Personally, I never do the 'Cali-roll' because I never want to give "them" a reason and by them I'm referring to cops. I should point out here for those who do not know—I'm a black man that's lived in and around L.A. for a twenty-plus years. At the end of my student's block I approached my first stop sign. I pulled up, geared down (I have a six-speed manual transmission...yes I do), then depressed the brake and came to a full stop. When the coast was clear I moved through the intersection. In my rearview mirror I noticed a motorcycle cop (caucasian) slid in behind me.
I moved my eyes back to the road and moved on. The cop caught my eye a second time as he was now completely "up my Challenger's ass" so to speak. To exit this neighborhood my route requires more than a half dozen right and left turns, most of which are 'stop sign' controlled. As I neared my first four-way stop I noticed at least two cars rolling through their stops and at least as many crossing through the intersection when it was not their turn. Still, the motorcycle cop stayed on my back like a spider monkey. Clearly he was too close to read my plate, run it into a shoulder mic and check me for priors. No, his interest was not in who I was, it was in what I was—a black man. This was a good old fashioned mid-50's style: let's escort this negro to the county line—type of theater.

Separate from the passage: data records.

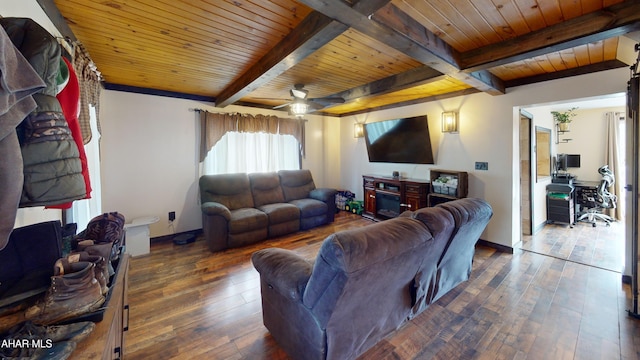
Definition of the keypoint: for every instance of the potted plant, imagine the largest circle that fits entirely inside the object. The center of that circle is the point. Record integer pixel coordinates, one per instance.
(564, 118)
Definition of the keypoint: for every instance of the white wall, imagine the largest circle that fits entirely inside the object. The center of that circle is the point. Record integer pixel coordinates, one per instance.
(149, 150)
(488, 132)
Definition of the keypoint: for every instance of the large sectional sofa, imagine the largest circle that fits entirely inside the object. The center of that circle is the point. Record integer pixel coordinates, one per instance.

Most people in this situation might experience fear at this point. But as a brother that's been here too many times before I shot passed the fear and landed on rage. I'm 52 years old, which makes me too old for this shit and it's 2018, which means we should be done with this racist nonsense. No...such...luck. Congratulations brother, you've just been profiled, here's your complimentary escort, oh joy! A vision flew through my brain where he pulls me over, asks for my license and instead of presenting it, I get out and present him with a beating.
I beat him until he says, "I picked the wrong brother to profile, I should have called in sick today."
But that's not me and this was just a passing vision. I'm a lover not a fighter. I have love in my heart. (*However, I would caution you not to test the depth of my love lest the lover steps aside for the fighter within).
After the labyrinthine route we arrived at my final stop sign which would put me onto the main drag and officially beyond the haloed gates of the coveted Manhattan Beach. The lineup of vehicles put me three cars back. This was the moment of truth. Would he light me up? Would the cute cherries kiss my rearview? Or would he be satisfied that he'd run another negro out of town? And if so would this be a tiny tidbit he'd share with the family over his wife's pot roast after his shift? Wait, make that over a kale salad and tofu burgers. Alas, he seemed satisfied that he'd delivered his potential criminal to the proverbial border. With the threat neutralized he pulled past me on the sidewalk. I kept my eyes forward but could feel the heat of his passing glance.
I put this cop at 25, 26 years old, half my age yet still part of me wanted to get him in the ring and go a couple rounds with him. But I know that wouldn't work. We're past the age of 'teaching someone a lesson' with force. (Well, some of us are). No, in all honesty I'd love to sit down one on one, man to man with this guy. It would be a small table so I could hold his eye—no distractions. I'd ask him one simple question.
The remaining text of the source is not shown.